When we got there, I took a look at the performance space, which was under a heavy duty, white tent at midday with bright sun all around. Not good for photography. The dynamic range of exposure was between five and six stops from inside the tent to the back wall, which was bathed in light. The only optic on the planet that can handle dynamic range of this extent is the human eye; certainly no camera can. Faced with this circumstance, a photographer has three choices: (1) curse fate and pack it in; (2) fight back and compete with the sun by blasting the interior with flash (thereby preserving the exposure of the outside environment); or (3) give up all hope of saving the background and expose for the interior of the tent.
My initial reaction, unfortunately, was the first alternative. How the heck am I gonna get anything out of this? But then I recalled the wise counsel of legendary photographer Jay Maisel: "Always carry a camera; it's tough to shoot a picture without one." So, that took Option 1 off the table and sent me back to the challenge at hand.
Shooting dance, especially fast moving routines like this, is not conducive to flash photography, so I never use it. First off, using a flash is very disruptive for the dancers. Here, in this environment, I would have had to bring every photon I could deliver to cut down the dynamic range. Even blasting that much light into the tent ceiling (which is the only way it could be done without blinding the dancers), would have been disruptive to the audience, and potentially dangerous for the dancers.
So really, there was only one viable alternative, which was to expose for the conditions inside the tent. Here, it's 1/320 at f/5.6 at ISO 800. Doing so caused the back wall to completely blow out, but it also did two good things for me.

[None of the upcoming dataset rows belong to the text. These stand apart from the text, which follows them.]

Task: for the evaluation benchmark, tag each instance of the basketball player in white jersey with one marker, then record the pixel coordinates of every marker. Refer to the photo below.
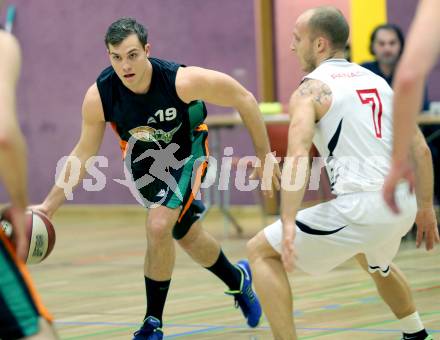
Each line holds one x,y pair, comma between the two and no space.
345,110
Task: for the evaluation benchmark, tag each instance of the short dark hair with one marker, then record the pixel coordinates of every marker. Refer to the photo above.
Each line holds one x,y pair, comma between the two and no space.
330,22
390,27
122,28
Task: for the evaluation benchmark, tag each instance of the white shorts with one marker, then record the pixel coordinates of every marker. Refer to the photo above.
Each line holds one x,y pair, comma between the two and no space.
330,233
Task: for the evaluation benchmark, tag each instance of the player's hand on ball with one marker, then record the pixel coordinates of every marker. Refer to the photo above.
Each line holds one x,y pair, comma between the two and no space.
17,220
42,209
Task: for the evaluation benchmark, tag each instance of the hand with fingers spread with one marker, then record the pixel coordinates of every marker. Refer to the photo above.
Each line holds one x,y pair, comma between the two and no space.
398,172
16,216
427,228
42,209
288,251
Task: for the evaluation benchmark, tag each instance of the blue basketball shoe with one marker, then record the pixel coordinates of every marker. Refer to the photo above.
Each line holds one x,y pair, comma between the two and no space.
245,298
150,330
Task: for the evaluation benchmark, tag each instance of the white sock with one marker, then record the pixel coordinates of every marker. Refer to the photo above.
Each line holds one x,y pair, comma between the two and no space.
411,323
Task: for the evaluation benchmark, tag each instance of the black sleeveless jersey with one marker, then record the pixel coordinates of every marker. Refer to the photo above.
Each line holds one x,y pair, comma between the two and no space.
152,120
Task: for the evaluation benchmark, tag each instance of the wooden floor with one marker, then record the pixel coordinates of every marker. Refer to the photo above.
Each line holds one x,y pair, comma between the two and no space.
93,284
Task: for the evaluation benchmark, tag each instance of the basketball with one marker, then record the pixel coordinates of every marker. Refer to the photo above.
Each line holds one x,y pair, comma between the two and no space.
40,234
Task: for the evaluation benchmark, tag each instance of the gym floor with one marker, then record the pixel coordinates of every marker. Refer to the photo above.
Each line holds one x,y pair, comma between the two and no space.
93,285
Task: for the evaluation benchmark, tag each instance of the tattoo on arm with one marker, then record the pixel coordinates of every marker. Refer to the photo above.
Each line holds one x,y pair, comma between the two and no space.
321,92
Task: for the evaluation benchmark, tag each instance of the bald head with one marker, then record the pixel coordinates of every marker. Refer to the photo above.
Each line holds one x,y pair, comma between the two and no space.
328,22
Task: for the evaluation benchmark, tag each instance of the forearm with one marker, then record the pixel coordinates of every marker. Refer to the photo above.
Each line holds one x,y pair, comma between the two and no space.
424,175
295,175
13,165
407,105
253,120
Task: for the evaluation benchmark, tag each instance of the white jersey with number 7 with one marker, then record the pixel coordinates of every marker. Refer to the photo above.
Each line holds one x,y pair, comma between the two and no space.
355,135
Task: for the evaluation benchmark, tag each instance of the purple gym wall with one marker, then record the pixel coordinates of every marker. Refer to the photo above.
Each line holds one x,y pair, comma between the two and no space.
63,52
401,13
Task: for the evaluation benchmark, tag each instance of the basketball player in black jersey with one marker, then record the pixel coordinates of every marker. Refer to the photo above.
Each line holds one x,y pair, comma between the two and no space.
151,104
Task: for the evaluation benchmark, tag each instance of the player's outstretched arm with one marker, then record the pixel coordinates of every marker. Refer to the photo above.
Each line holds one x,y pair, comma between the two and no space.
92,132
195,83
296,170
426,219
13,151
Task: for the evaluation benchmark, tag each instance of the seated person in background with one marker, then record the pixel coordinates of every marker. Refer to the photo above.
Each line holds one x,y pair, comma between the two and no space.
386,44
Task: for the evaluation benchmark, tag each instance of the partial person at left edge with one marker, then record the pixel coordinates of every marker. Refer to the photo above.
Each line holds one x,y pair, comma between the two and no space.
22,315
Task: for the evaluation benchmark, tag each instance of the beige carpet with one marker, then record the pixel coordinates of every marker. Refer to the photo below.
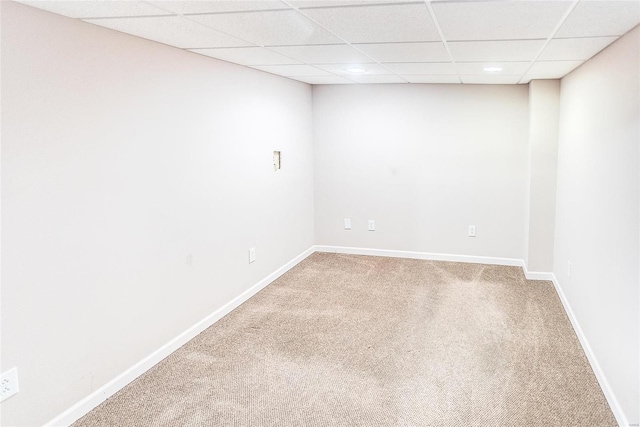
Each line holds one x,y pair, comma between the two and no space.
345,340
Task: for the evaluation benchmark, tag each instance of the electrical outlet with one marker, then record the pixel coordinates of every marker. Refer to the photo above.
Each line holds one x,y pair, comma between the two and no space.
9,383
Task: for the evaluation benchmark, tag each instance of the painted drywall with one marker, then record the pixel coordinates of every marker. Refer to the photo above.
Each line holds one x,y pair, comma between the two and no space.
424,162
544,104
135,177
597,222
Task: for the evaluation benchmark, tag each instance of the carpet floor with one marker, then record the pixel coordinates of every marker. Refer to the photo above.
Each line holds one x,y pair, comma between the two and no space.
347,340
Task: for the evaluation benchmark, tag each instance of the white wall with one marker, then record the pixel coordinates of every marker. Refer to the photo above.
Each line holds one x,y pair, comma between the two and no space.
597,221
424,161
123,159
544,103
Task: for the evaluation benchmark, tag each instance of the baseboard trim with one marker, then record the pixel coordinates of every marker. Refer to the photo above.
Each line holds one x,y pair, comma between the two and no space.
593,361
85,405
536,275
420,255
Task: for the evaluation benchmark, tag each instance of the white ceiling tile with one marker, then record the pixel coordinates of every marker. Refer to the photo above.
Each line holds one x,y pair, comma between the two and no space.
406,52
324,54
334,3
247,56
96,9
171,30
499,20
508,68
553,69
342,69
269,28
370,79
422,68
490,80
503,50
323,80
212,6
601,18
432,79
575,49
377,23
293,70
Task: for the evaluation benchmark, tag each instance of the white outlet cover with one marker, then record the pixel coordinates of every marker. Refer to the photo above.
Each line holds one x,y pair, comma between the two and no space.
9,384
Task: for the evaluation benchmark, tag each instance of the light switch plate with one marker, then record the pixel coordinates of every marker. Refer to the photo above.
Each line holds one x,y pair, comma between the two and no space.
9,384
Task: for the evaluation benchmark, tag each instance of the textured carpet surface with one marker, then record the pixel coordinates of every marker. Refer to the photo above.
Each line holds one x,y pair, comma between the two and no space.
346,340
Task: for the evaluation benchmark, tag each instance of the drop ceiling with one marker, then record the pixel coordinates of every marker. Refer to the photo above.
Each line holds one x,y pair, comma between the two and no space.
387,41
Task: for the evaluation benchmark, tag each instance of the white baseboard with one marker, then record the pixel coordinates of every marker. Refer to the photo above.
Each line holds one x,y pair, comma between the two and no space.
536,275
420,255
593,361
81,408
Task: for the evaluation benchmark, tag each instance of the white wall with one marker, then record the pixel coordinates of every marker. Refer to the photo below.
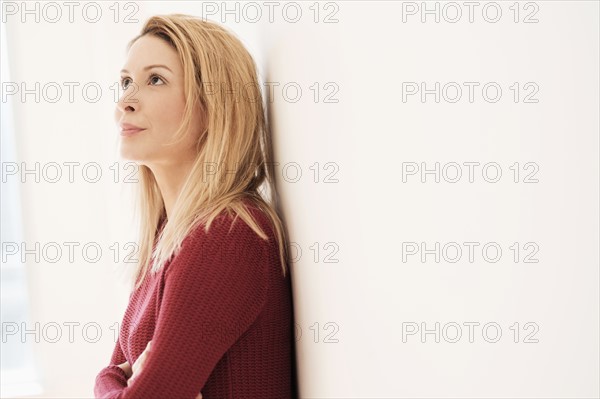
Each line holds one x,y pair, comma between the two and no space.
365,140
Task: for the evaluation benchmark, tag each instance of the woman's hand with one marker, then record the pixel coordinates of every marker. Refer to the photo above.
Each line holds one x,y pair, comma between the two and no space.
138,366
126,368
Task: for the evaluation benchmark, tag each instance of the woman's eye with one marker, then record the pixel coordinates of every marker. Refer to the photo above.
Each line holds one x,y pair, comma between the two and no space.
123,85
156,77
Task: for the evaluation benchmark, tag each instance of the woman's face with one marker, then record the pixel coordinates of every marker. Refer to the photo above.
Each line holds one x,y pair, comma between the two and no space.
153,100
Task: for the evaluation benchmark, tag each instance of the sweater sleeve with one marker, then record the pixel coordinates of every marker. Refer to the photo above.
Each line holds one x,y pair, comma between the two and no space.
215,288
111,378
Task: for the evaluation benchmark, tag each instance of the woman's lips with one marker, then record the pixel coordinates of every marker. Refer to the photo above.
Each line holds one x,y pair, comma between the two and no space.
131,131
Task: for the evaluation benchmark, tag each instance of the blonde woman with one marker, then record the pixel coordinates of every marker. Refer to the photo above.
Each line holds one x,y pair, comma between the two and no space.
210,311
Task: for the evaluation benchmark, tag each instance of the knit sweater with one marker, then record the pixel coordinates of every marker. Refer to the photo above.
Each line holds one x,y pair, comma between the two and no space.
220,318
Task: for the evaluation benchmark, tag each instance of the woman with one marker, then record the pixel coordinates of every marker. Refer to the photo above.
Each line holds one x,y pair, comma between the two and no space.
210,312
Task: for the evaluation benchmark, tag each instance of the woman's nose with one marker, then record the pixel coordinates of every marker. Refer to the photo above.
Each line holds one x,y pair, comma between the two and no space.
128,101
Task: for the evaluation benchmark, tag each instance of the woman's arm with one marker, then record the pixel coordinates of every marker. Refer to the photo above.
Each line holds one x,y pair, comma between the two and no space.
113,377
215,289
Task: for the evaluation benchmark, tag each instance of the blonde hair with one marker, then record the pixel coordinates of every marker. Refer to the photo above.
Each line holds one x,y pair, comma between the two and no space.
236,139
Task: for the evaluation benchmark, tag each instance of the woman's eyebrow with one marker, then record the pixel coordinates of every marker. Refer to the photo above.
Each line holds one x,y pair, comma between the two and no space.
149,67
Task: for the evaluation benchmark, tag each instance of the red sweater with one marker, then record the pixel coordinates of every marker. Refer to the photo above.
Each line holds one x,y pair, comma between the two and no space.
220,318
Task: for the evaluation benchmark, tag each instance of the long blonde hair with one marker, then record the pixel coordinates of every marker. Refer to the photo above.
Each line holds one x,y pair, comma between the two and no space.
236,139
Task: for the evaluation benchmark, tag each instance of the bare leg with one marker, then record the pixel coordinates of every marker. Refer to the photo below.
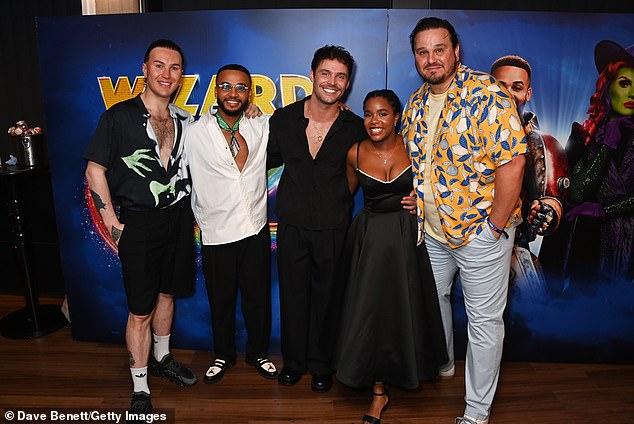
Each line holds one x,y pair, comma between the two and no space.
163,314
138,338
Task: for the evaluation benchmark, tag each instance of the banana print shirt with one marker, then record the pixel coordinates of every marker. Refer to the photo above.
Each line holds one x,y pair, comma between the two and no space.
125,144
478,131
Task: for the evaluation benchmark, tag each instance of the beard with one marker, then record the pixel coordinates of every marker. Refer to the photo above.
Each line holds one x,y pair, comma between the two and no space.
230,112
439,78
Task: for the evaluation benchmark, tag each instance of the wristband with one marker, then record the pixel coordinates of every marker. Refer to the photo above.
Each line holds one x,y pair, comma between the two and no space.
496,229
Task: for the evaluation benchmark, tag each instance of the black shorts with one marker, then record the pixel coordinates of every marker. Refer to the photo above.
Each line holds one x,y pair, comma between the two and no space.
157,254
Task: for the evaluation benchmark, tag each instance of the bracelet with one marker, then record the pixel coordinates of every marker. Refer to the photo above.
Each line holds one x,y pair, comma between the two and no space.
496,229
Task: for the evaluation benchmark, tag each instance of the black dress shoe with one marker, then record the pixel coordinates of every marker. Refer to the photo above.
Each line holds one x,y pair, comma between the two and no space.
321,382
289,376
266,367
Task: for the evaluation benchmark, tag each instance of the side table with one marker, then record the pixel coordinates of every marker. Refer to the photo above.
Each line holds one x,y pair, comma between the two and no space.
34,320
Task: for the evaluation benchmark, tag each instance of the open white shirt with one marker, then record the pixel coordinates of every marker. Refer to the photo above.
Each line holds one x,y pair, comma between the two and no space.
229,205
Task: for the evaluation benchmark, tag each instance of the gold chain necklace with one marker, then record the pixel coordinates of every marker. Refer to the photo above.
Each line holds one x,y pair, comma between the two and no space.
383,158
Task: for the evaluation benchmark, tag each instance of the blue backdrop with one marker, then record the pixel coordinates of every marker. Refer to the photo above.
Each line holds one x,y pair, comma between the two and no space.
88,63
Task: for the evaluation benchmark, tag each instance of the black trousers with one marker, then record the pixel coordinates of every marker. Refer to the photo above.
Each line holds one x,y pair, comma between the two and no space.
243,265
310,285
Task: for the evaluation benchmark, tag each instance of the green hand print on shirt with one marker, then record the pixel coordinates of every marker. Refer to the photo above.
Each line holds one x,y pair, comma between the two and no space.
134,161
157,188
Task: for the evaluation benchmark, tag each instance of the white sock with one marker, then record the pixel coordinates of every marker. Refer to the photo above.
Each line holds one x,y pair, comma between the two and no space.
161,346
139,378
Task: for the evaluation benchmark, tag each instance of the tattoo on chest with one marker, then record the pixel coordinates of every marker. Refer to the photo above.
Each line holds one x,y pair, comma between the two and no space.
164,130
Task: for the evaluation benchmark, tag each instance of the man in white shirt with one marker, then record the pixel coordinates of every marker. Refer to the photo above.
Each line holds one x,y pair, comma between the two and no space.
227,159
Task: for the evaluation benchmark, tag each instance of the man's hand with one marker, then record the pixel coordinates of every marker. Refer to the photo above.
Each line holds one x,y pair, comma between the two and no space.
409,202
115,233
544,216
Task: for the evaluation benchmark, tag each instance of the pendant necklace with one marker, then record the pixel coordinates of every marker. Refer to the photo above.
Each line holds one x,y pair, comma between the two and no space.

First, it enabled me to completely freeze the dancers, something I rarely can accomplish in dimly lit gymnasiums where they usually compete. Second, the drastic overexposure of the outside conditions actually brought in some of the ambient exterior light, giving most of the dancers an appealing rim light to their arms and legs. That's not something you could achieve if the dynamic range weren't so drastic.
So, all in all, I'd consider this a qualified success, kinda like pulling a rabbit out of a very dark hat.